Laverne smiled brightly as if selling something in a TV commercial. “Well,” she said “Nice to see you. What you been up to? Traveling again? I just love the Four Seasons, don’t you?” She smiled as she talked, showing her white perfect teeth. I did love the Four Seasons room that we maids-of-honor were seated in, with its large pane windows facing M street and the small tables with white damask where we sat and talked, brought together that day by our common links to the bride-to-be. “No, for real!” I said rhetorically. “I love it here. The Four Seasons is fabulous.” Laverne looked into her champagne flute and then looked at me. “What’s Africa like?” she said. Laverne’s straight black hair was parted in the middle and pulled back into a loose chignon. Her creamy olive skin was perfectly made up, and her dark eyebrows arched in inquiry. Her long, straight nose that tilted at the end made me think of other people and other places. I wondered to myself if she knew how much she looked like an Arab. She leaned forward and I looked at the several gold rings she wore on her fingers. They contrasted well with her black and white summer tweed suit. I tilted my champagne glass and took a sip. “Africa is a different world,” I said.
I looked around the room. We all knew each other from years of Jack and Jill parties and occasional brunches around D.C. Most of us had been in the Girlfriend’s Cotillion together, a traditional coming-of-age event among the Black hoi-polloi. I could hear the tune “Jamaica Funk” playing in the distance from some other room. The sunlight shone through the glass, covering the space with bright geometric patterns and illuminating elegant clothing and brown or tan faces. Expensive perfumes permeated the air and added to a feeling of opulence and luck. I overheard people talking in hushed tones, part of the magical atmosphere of a Black event in a first-class hotel near Georgetown.
We caught up with each other’s news. Some had moved away, a few others were already married and lived in town. It was comfortable and comforting to be surrounded by people I’d known for years. Yet, I was there, but not there. My political views reflected a life, so far, of engagement that most of the women there didn’t worry about for themselves. I wasn’t married or engaged at the time. Lately I’d been traveling so much that I carried accretions of other cultures and countries. I had become a composite being with multiple cultural repertoires. The brunch required my DC ‘bougie’ girl identity, but the rarified atmosphere of this local elite reminded me of other women in Africa who also gathered for weddings and lunches in fine clothing and gold jewelry. The whole thing reminded me of the many different ways that people live in contiguous Black worlds. In my head I acknowledged the different melody of this world and the pull of a related beat underneath.
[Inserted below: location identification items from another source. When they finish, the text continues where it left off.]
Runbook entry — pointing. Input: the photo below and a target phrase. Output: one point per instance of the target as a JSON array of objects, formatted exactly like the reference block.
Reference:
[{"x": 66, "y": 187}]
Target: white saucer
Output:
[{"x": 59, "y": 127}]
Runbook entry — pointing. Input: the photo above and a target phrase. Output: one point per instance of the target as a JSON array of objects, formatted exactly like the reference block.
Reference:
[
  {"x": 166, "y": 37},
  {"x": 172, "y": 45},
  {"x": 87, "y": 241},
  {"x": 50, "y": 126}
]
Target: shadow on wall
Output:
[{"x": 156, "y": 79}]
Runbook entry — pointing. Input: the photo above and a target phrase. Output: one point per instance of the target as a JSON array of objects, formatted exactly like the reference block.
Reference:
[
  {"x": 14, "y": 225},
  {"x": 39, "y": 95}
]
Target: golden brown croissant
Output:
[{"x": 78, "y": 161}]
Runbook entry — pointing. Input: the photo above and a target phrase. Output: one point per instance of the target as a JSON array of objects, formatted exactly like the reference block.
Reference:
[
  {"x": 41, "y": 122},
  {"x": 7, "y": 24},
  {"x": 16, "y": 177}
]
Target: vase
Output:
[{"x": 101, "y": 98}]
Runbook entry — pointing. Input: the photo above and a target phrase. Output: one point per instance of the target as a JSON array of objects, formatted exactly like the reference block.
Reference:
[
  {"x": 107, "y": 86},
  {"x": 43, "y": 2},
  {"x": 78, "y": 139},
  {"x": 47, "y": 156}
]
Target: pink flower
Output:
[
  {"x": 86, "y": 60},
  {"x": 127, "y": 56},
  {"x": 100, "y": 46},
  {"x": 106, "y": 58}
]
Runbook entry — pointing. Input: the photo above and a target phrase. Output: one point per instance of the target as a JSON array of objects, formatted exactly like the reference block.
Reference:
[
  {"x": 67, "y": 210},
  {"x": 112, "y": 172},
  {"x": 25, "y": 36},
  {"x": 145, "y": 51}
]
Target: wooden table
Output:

Ten years later I was back in D.C. from one of my frequent trips to West Africa. I was at the National Press Club talking to people about nomads and economic development. After a few minutes my eyes got used to the spotlights above the stage where I was standing. The audience looked up expectantly from their dimly lit seats, and I could see other vague shapes through the glare. I looked out apprehensively at the hazy, anonymous, glowing blur. I’d given lectures and presentations before, but this was different. As I waited for my turn to speak, I scarcely heard the introduction that Leonard Robinson, the Director of the African Development Foundation, was giving. Leonard was Black and well known, and I was Black and not well known. We were the only ones on stage.
Leonard is gone now. He was an ‘Old School’ North Carolina Black Republican. He was a generous, magnetic person. Now, in 2025 I wonder, am I a Democrat? An Independent? Would he be a Republican now? I doubt it. Please, can we have something new?